Do you have friendships among your subordinate staff? What about with other coworkers?
Have you ever had an aide tell you she's refusing your direction to do this or that? Have you ever called your supervisor for back up? What happened?
How did you cope with it? Were you made to feel at fault somehow?
Are you in a long term setting or acute care with quick patient turnover?
Is your staff pretty stable or do you have a frequent load of new staff who don't really know the job yet?
Thanks for sharing.
Some of the aides were good and some were bad at my last job. The good ones actually did what they were suppose to do without having to be asked. The others, where do I begin? I was an aide for three years on my unit before I became an RN and the aides there were hired after me were just awful.
A patient came back from a x-ray during shift change and the aide helped put the patient back in bed but forgot to put on the bed alarm.

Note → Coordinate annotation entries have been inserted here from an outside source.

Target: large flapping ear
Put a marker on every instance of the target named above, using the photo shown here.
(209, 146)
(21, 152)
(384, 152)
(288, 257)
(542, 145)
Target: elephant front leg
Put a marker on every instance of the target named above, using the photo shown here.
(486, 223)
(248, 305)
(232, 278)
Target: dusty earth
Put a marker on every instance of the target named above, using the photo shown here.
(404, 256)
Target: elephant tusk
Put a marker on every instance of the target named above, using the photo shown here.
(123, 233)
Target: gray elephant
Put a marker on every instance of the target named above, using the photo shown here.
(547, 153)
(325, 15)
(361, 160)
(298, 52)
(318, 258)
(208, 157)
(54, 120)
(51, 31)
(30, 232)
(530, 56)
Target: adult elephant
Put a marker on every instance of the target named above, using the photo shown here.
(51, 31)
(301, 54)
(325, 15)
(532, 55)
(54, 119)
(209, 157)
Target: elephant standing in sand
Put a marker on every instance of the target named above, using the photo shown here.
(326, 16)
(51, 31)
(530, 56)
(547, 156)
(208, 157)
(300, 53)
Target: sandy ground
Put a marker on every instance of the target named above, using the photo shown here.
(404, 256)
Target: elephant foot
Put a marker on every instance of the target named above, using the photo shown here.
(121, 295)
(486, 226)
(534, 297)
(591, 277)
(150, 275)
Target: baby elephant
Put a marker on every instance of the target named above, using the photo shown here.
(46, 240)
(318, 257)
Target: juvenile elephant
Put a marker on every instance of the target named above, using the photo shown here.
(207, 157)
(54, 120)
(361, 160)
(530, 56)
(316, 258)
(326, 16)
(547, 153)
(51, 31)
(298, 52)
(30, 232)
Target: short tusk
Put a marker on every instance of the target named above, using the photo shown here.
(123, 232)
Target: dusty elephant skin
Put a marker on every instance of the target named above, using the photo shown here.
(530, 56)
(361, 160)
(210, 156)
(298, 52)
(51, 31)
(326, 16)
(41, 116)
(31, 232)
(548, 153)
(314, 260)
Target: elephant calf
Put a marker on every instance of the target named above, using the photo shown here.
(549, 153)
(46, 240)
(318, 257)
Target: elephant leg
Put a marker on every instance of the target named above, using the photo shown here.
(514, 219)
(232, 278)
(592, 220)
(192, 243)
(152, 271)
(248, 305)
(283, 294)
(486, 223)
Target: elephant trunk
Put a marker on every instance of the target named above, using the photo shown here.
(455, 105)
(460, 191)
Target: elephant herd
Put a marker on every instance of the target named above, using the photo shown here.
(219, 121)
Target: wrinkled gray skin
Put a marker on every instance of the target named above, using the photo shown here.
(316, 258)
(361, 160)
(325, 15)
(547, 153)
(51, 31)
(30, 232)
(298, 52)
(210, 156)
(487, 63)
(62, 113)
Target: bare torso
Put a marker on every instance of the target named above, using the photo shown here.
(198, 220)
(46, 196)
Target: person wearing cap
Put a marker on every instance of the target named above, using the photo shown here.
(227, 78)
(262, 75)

This was the kind of patient that would be forgetful at times and get up out of bed. Needless to say, the patient got up and fell, then the aide proceeded to yell at the front desk how it's the nurses fault and its not even her patient. blah blah blah. The nurse wasn't even aware that the patient was back from xray until she was told that her patient fell on the floor. Management lets that particular aide get away with everything.
Our techs, UC's, and tele techs control our floor. Nurses complaints fall on deaf ears. It's really discouraging, because in the end the patient really suffers. I am tired of busting my butt while others are chatting it up at the nurses station or are on personal phone calls and have the nerve to get mad at you when you ask them to do something.
I am also pretty tired of the "Get here right now" or "answer my page right now" mentality. Do they ever think both your hands might be occupied or you are on the phone with someone regarding a patient?
They fuss that we can do their job, but they can't do ours. The problem is that EVERY department thinks the nurse can do something and the nurse gets stuck with so many tasks so that they can go home on time. We can't say anything. We can't complain. We can't get rid of any task that got dumped on us. .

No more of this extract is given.